The pillow had long since slipped from her grasp, and Jessica curled into a little ball on the bed. She allowed herself a moment of grief (what for?) before returning to the task of sorting out why she loved Kilgrave so much.

Okay, so the clothes thing was fucking irritating, but there were other things she loved about him. The sex was fan-fucking-tastic. He made her so wet and needy and hungry for him like no other man before him (a fact that he had her repeat. Often.) He played her body like a fiddle, just knowing all the places she liked being touched and just how to touch them (he regularly grilled her on what she enjoyed and didn't. He seemed to gloss over that second part more often than she'd like). With his bountiful charm, just a few choice words whispered at dinner would have her panting and needing him and she was barely able to keep her hands off of him until they'd made it back to the hotel (or the backseat of the car, on more than a few occasions). And she sucked his cock more often than she had any other man, and kept smiling at him the whole time (his standard request most days, heedless of whether they were in the privacy of his suite or not. She didn't like that last part, either).

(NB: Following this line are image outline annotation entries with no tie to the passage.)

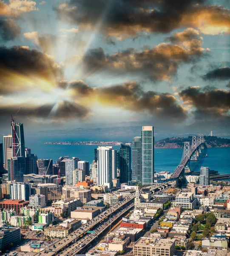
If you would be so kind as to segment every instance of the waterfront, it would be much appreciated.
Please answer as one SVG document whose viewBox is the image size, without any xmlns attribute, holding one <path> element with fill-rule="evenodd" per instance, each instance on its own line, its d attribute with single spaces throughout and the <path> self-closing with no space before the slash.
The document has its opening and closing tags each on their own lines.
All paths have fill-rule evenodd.
<svg viewBox="0 0 230 256">
<path fill-rule="evenodd" d="M 156 138 L 156 140 L 159 139 Z M 73 136 L 36 136 L 25 134 L 26 145 L 31 148 L 31 152 L 36 154 L 39 158 L 51 158 L 54 160 L 60 156 L 76 156 L 82 160 L 91 163 L 94 160 L 95 145 L 65 145 L 44 144 L 46 141 L 57 140 L 111 141 L 131 141 L 132 138 L 122 136 L 108 136 L 106 137 L 95 136 L 95 137 L 77 137 Z M 116 149 L 119 146 L 114 146 Z M 159 153 L 158 154 L 157 152 Z M 155 151 L 155 169 L 156 172 L 168 171 L 172 172 L 179 164 L 183 149 L 181 148 L 156 148 Z M 206 154 L 206 153 L 205 153 Z M 230 173 L 230 148 L 211 148 L 207 149 L 208 157 L 199 158 L 199 161 L 191 163 L 191 168 L 199 171 L 202 166 L 207 166 L 211 169 L 218 171 L 220 174 Z"/>
</svg>

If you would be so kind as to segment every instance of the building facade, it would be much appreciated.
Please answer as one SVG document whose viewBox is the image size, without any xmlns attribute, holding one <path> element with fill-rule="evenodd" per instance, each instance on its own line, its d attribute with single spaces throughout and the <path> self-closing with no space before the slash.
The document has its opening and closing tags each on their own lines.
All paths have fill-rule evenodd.
<svg viewBox="0 0 230 256">
<path fill-rule="evenodd" d="M 132 147 L 132 180 L 141 181 L 142 180 L 141 137 L 133 139 Z"/>
<path fill-rule="evenodd" d="M 154 183 L 154 137 L 153 126 L 143 126 L 141 133 L 142 183 L 149 185 Z"/>
</svg>

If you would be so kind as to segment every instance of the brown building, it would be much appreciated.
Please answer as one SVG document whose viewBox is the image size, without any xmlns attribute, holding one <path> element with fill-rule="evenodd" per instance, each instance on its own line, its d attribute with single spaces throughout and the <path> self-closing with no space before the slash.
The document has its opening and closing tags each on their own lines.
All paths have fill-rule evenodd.
<svg viewBox="0 0 230 256">
<path fill-rule="evenodd" d="M 29 204 L 28 201 L 17 200 L 16 199 L 6 199 L 0 201 L 0 208 L 5 210 L 14 209 L 17 214 L 20 213 L 20 209 L 23 207 L 27 206 Z"/>
</svg>

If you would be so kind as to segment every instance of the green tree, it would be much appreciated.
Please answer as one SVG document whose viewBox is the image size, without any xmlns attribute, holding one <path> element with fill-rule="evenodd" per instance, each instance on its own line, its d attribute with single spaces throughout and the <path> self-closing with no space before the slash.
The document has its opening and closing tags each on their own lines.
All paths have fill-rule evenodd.
<svg viewBox="0 0 230 256">
<path fill-rule="evenodd" d="M 153 228 L 150 232 L 151 233 L 155 233 L 157 232 L 157 230 L 156 228 Z"/>
<path fill-rule="evenodd" d="M 189 242 L 187 244 L 187 247 L 188 250 L 193 250 L 195 248 L 195 244 L 193 242 Z"/>
<path fill-rule="evenodd" d="M 193 231 L 192 232 L 192 233 L 191 234 L 191 236 L 190 237 L 190 238 L 191 238 L 191 239 L 192 240 L 192 241 L 194 241 L 194 240 L 196 239 L 196 233 L 195 232 L 195 231 Z"/>
</svg>

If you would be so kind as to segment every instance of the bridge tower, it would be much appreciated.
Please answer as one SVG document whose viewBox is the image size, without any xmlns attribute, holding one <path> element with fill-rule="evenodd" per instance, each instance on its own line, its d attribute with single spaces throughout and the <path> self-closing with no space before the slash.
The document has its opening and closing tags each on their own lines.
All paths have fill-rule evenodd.
<svg viewBox="0 0 230 256">
<path fill-rule="evenodd" d="M 184 145 L 184 159 L 188 159 L 188 160 L 186 166 L 185 166 L 185 172 L 190 172 L 190 143 L 189 141 L 185 142 Z"/>
<path fill-rule="evenodd" d="M 198 154 L 198 156 L 199 154 L 197 154 L 197 150 L 196 150 L 196 147 L 197 146 L 196 143 L 196 136 L 193 136 L 193 140 L 192 141 L 192 148 L 191 151 L 192 152 L 193 151 L 194 149 L 196 149 L 194 152 L 192 154 L 191 156 L 191 161 L 197 161 L 197 159 L 196 157 L 197 157 L 197 154 Z"/>
</svg>

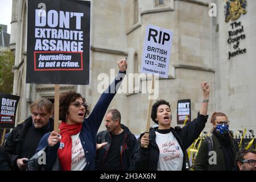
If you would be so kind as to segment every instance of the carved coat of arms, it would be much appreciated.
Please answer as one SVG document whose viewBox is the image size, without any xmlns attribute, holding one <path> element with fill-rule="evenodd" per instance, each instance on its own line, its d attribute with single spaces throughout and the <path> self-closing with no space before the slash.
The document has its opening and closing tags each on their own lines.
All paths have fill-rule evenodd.
<svg viewBox="0 0 256 182">
<path fill-rule="evenodd" d="M 246 14 L 246 0 L 226 0 L 225 22 L 228 22 L 230 19 L 234 21 L 240 17 L 241 14 Z"/>
</svg>

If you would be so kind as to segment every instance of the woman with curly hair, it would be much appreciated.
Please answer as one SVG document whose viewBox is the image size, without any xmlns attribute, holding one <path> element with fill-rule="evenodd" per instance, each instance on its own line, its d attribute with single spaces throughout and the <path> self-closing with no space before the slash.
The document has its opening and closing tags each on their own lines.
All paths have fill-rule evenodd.
<svg viewBox="0 0 256 182">
<path fill-rule="evenodd" d="M 101 94 L 88 118 L 88 106 L 80 93 L 69 91 L 60 94 L 60 134 L 56 131 L 46 134 L 38 147 L 37 151 L 48 148 L 44 169 L 53 169 L 56 159 L 61 170 L 93 169 L 98 129 L 126 73 L 126 59 L 121 60 L 118 64 L 119 72 L 115 80 Z"/>
</svg>

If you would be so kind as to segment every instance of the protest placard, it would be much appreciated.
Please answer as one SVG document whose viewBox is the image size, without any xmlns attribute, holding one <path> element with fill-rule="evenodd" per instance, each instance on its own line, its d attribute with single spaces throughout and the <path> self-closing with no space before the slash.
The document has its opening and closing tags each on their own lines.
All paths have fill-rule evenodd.
<svg viewBox="0 0 256 182">
<path fill-rule="evenodd" d="M 0 128 L 13 129 L 19 96 L 0 93 Z"/>
<path fill-rule="evenodd" d="M 177 123 L 183 124 L 191 121 L 191 101 L 190 99 L 178 100 L 177 105 Z"/>
<path fill-rule="evenodd" d="M 141 72 L 168 77 L 172 38 L 169 30 L 147 26 Z"/>
</svg>

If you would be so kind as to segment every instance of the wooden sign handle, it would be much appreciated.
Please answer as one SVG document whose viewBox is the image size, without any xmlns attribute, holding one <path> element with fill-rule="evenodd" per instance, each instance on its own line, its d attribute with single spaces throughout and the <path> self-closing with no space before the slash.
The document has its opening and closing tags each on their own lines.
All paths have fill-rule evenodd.
<svg viewBox="0 0 256 182">
<path fill-rule="evenodd" d="M 3 145 L 3 143 L 5 143 L 5 134 L 6 133 L 6 129 L 3 129 L 3 135 L 2 136 L 2 142 L 1 142 L 1 146 Z"/>
<path fill-rule="evenodd" d="M 153 96 L 154 92 L 155 90 L 155 75 L 152 75 L 152 80 L 151 80 L 151 88 L 150 93 L 150 98 L 148 100 L 148 104 L 147 107 L 147 126 L 146 127 L 146 131 L 147 132 L 146 134 L 147 136 L 148 136 L 149 134 L 149 129 L 150 127 L 150 118 L 151 115 L 151 109 L 152 105 L 153 104 Z M 144 146 L 144 148 L 147 148 L 147 146 Z"/>
</svg>

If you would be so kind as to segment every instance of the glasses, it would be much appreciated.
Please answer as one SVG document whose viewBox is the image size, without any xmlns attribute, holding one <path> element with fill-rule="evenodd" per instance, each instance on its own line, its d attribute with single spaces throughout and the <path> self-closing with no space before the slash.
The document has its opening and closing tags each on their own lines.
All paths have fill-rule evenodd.
<svg viewBox="0 0 256 182">
<path fill-rule="evenodd" d="M 242 162 L 243 163 L 249 163 L 250 165 L 254 166 L 256 160 L 254 159 L 243 160 Z"/>
<path fill-rule="evenodd" d="M 218 122 L 217 122 L 217 125 L 229 125 L 229 121 L 218 121 Z"/>
<path fill-rule="evenodd" d="M 48 115 L 48 114 L 46 114 L 46 113 L 35 113 L 35 112 L 32 112 L 32 113 L 31 113 L 34 116 L 35 116 L 35 117 L 38 117 L 38 116 L 39 116 L 39 117 L 42 117 L 42 118 L 44 118 L 46 116 L 47 116 L 47 115 Z"/>
<path fill-rule="evenodd" d="M 76 106 L 77 107 L 80 107 L 81 106 L 83 106 L 84 107 L 86 107 L 86 104 L 85 102 L 75 102 L 71 104 L 71 105 L 73 105 L 74 106 Z"/>
</svg>

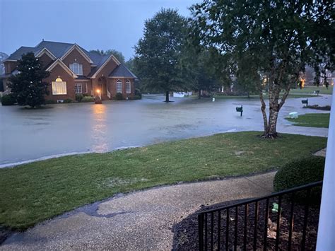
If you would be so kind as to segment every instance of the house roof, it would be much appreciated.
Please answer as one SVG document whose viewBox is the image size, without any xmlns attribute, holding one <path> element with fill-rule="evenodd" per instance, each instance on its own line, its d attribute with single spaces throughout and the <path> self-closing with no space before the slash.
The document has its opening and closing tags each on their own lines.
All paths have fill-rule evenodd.
<svg viewBox="0 0 335 251">
<path fill-rule="evenodd" d="M 128 77 L 137 78 L 137 77 L 131 71 L 130 71 L 130 70 L 127 68 L 126 66 L 123 64 L 121 64 L 120 65 L 117 66 L 108 76 Z"/>
<path fill-rule="evenodd" d="M 35 47 L 38 49 L 38 51 L 47 48 L 56 57 L 61 57 L 69 49 L 70 49 L 75 44 L 69 44 L 67 42 L 59 42 L 52 41 L 42 41 Z"/>
<path fill-rule="evenodd" d="M 16 50 L 14 52 L 11 54 L 6 59 L 5 61 L 7 60 L 18 60 L 21 58 L 21 56 L 25 53 L 28 52 L 36 52 L 38 49 L 35 47 L 28 47 L 26 46 L 21 46 L 20 48 L 18 48 L 17 50 Z"/>
<path fill-rule="evenodd" d="M 83 53 L 92 61 L 92 66 L 93 66 L 91 69 L 91 71 L 88 75 L 88 77 L 93 76 L 95 73 L 107 62 L 107 60 L 110 59 L 114 59 L 117 64 L 119 64 L 117 59 L 111 55 L 100 55 L 99 53 L 95 52 L 88 52 L 85 49 L 82 48 L 79 45 L 74 43 L 67 43 L 67 42 L 53 42 L 53 41 L 45 41 L 42 40 L 35 47 L 20 47 L 16 52 L 12 53 L 6 60 L 18 60 L 20 59 L 23 54 L 28 52 L 33 52 L 35 55 L 38 54 L 43 49 L 47 49 L 47 50 L 52 54 L 57 60 L 57 59 L 61 59 L 64 55 L 69 52 L 74 45 L 78 46 Z M 51 62 L 46 68 L 49 68 L 49 66 L 53 64 Z M 109 75 L 110 77 L 128 77 L 128 78 L 135 78 L 136 76 L 131 73 L 124 64 L 119 64 L 117 66 Z"/>
</svg>

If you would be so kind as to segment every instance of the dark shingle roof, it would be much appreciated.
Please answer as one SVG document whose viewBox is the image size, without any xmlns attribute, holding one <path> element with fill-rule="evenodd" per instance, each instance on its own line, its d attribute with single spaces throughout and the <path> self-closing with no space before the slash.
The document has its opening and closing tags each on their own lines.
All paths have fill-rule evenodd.
<svg viewBox="0 0 335 251">
<path fill-rule="evenodd" d="M 81 79 L 90 79 L 87 76 L 78 76 L 77 78 L 76 78 L 76 80 L 81 80 Z"/>
<path fill-rule="evenodd" d="M 90 59 L 93 62 L 93 64 L 96 65 L 96 67 L 93 67 L 90 71 L 90 74 L 88 74 L 89 76 L 93 76 L 97 71 L 100 68 L 100 66 L 108 59 L 110 55 L 105 55 L 102 56 L 100 54 L 92 52 L 88 52 L 88 56 L 90 58 Z"/>
<path fill-rule="evenodd" d="M 57 58 L 61 58 L 74 45 L 76 44 L 43 40 L 35 47 L 29 47 L 24 46 L 20 47 L 15 52 L 12 53 L 7 58 L 7 59 L 18 60 L 21 58 L 23 54 L 30 52 L 37 54 L 42 49 L 43 49 L 43 48 L 47 48 Z M 92 60 L 93 64 L 96 66 L 92 68 L 90 73 L 88 74 L 88 76 L 92 76 L 100 68 L 100 66 L 110 57 L 110 55 L 102 56 L 95 52 L 88 52 L 79 45 L 78 46 Z M 109 76 L 114 77 L 119 76 L 137 78 L 136 76 L 131 71 L 130 71 L 129 69 L 128 69 L 128 68 L 127 68 L 124 64 L 120 64 L 119 66 L 117 66 L 114 69 L 114 71 L 110 73 Z"/>
<path fill-rule="evenodd" d="M 75 44 L 69 44 L 67 42 L 43 40 L 35 47 L 38 49 L 38 52 L 41 51 L 45 47 L 49 49 L 56 57 L 60 58 L 74 45 Z"/>
<path fill-rule="evenodd" d="M 28 47 L 26 46 L 21 46 L 16 51 L 11 54 L 6 60 L 18 60 L 21 58 L 21 56 L 28 52 L 35 52 L 38 49 L 35 47 Z"/>
<path fill-rule="evenodd" d="M 108 76 L 122 76 L 137 78 L 137 77 L 131 71 L 130 71 L 130 70 L 127 68 L 126 66 L 123 64 L 121 64 L 120 65 L 117 66 L 117 68 L 115 68 Z"/>
</svg>

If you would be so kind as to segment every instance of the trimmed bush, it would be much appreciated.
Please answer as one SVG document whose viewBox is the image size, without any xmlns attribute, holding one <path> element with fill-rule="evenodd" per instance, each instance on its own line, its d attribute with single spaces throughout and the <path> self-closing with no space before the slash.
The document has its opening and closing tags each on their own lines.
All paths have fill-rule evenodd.
<svg viewBox="0 0 335 251">
<path fill-rule="evenodd" d="M 325 159 L 322 156 L 309 156 L 292 160 L 279 168 L 274 180 L 276 192 L 307 185 L 322 180 Z M 296 193 L 295 198 L 300 202 L 306 199 L 306 192 Z M 316 187 L 311 191 L 310 201 L 321 199 L 321 189 Z"/>
<path fill-rule="evenodd" d="M 83 98 L 83 94 L 76 94 L 76 100 L 78 102 L 81 102 L 81 100 Z"/>
<path fill-rule="evenodd" d="M 135 98 L 135 99 L 141 99 L 142 98 L 142 93 L 141 92 L 140 89 L 135 89 L 135 96 L 140 97 L 140 98 Z"/>
<path fill-rule="evenodd" d="M 90 96 L 84 96 L 81 99 L 81 103 L 93 102 L 93 101 L 94 101 L 93 97 L 90 97 Z"/>
<path fill-rule="evenodd" d="M 115 95 L 115 100 L 123 100 L 122 93 L 117 93 L 117 95 Z"/>
<path fill-rule="evenodd" d="M 45 100 L 45 103 L 46 104 L 57 104 L 57 102 L 53 100 Z"/>
<path fill-rule="evenodd" d="M 4 95 L 1 98 L 2 105 L 14 105 L 16 103 L 16 100 L 14 95 L 11 93 Z"/>
<path fill-rule="evenodd" d="M 64 100 L 63 103 L 72 103 L 72 100 L 71 98 L 66 98 Z"/>
</svg>

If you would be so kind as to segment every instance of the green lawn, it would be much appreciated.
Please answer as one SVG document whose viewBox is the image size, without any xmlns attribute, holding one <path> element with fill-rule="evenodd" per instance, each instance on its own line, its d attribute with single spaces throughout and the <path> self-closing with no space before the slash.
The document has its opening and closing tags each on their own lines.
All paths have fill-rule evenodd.
<svg viewBox="0 0 335 251">
<path fill-rule="evenodd" d="M 298 119 L 286 119 L 294 122 L 293 125 L 298 127 L 327 127 L 329 126 L 330 113 L 307 113 L 299 115 Z"/>
<path fill-rule="evenodd" d="M 326 146 L 326 138 L 219 134 L 0 169 L 0 225 L 25 229 L 117 193 L 263 172 Z"/>
<path fill-rule="evenodd" d="M 296 89 L 291 89 L 290 91 L 290 93 L 295 94 L 295 93 L 310 93 L 312 94 L 315 91 L 319 90 L 321 95 L 322 94 L 333 94 L 333 86 L 329 86 L 328 89 L 324 86 L 306 86 L 302 89 L 296 88 Z"/>
<path fill-rule="evenodd" d="M 281 98 L 282 95 L 281 95 Z M 230 99 L 230 98 L 235 98 L 235 99 L 239 99 L 239 98 L 243 98 L 243 99 L 247 99 L 247 98 L 250 98 L 250 99 L 259 99 L 259 95 L 250 95 L 250 97 L 248 98 L 247 96 L 246 95 L 243 95 L 243 96 L 228 96 L 228 95 L 214 95 L 214 97 L 215 98 L 218 98 L 218 99 Z M 269 98 L 267 94 L 264 94 L 263 95 L 263 97 L 265 98 L 265 99 L 267 99 Z M 288 95 L 288 98 L 312 98 L 312 97 L 317 97 L 317 95 L 312 95 L 312 94 L 307 94 L 307 93 L 302 93 L 302 94 L 289 94 Z"/>
</svg>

But overall, Jessica had to admit that there were far more pluses than minuses, and that seemed good enough to warrant how she felt about him. Nobody's perfect, let alone herself so why should she throw stones? He annoyingly pointed out her many imperfections, usually when she'd angered him about something or another. She at least had the decency to keep most of her opinions to herself! (most of the time, sometimes she slipped up. She didn't like when that happened, if only for the consequences that followed).

Hour twelve was by far the worst part.

It was thinking about Trish that finally caused the cobwebs to fall from her mind. Jessica had been walking with Trish outside of the very hotel she would later be caged in, and had off-handedly remarked that she was curious about how it actually looked on the inside. Trish had raised a brow, took Jess's hand, and brought her inside to the lobby. 

Spending her teenage years in the Walker household had shown Jessica what money could buy, but this was the sort of hotel that only the wealthy could afford. The decor was expensive, the staff outfitted in expensive uniforms, the actually-living plants in place of plastic ones a cheaper hotel would have... It all screamed money at Jessica, and she'd turned to her sister and- And oh god! Trish! 

Snapping free from the memory, Jessica shot up from the bed and gasped as the last vestiges of Kilgrave's command for her to love him completely slipped from her. Then the more recent memories of what he'd done to her came forward and Jessica slid onto her back and into the fetal position, shame and regret and bone-deep violation washing over her.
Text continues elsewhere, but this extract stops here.